Rainforest
Senior Member
I think BurlOak is somewhat vindicated. A year ago the idea seemed ridiculous, but after all the latest transit developments, I think not grade separating the Crosstown in Scarborough is proving to be a massive oversight.
That idea never was "ridiculous", as a proposal it was reasonable.
However, it would hit two problems:
1) It is viable only if the Relief line is buit soon after Crosstown, and it reaches Eglinton where it connects to Crosstown.
Otherwise, a lot of riders from Scarborough would stay on Crosstown all the way to Yonge, and overwhelm both the Crosstown and the Yonge line between Eglinton and Bloor.
Since at that time, 2010 - 2012, the future of Relief line was very uncertain, it would be too risky to commit to a network configuration where Crosstown becomes the main transit line for Scarborough.
2) The cost advantage of this scheme only exists if the street-median section of Crosstown is replaced with Elevated.
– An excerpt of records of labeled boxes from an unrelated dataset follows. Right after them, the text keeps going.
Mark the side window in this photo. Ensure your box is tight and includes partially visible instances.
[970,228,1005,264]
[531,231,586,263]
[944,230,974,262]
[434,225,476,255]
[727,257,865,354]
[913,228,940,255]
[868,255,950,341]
If it is replaced with a Tunneled section, then the cost will be about as high as for SSE.
I personally do not see any problem with Elevated through the Golden Mile etc, but there is a degree of reluctance to build elevated transit in this city.
We will see if whether the Scarborough subway survives the next election cycle. If it gets replaced with a branch of the Crosstown in a cost-saving measure, then surely it would require grade separating between Kennedy and Don Mills, no?
Isn't it a bit too late to change the design of Crosstown? That would result in another delay.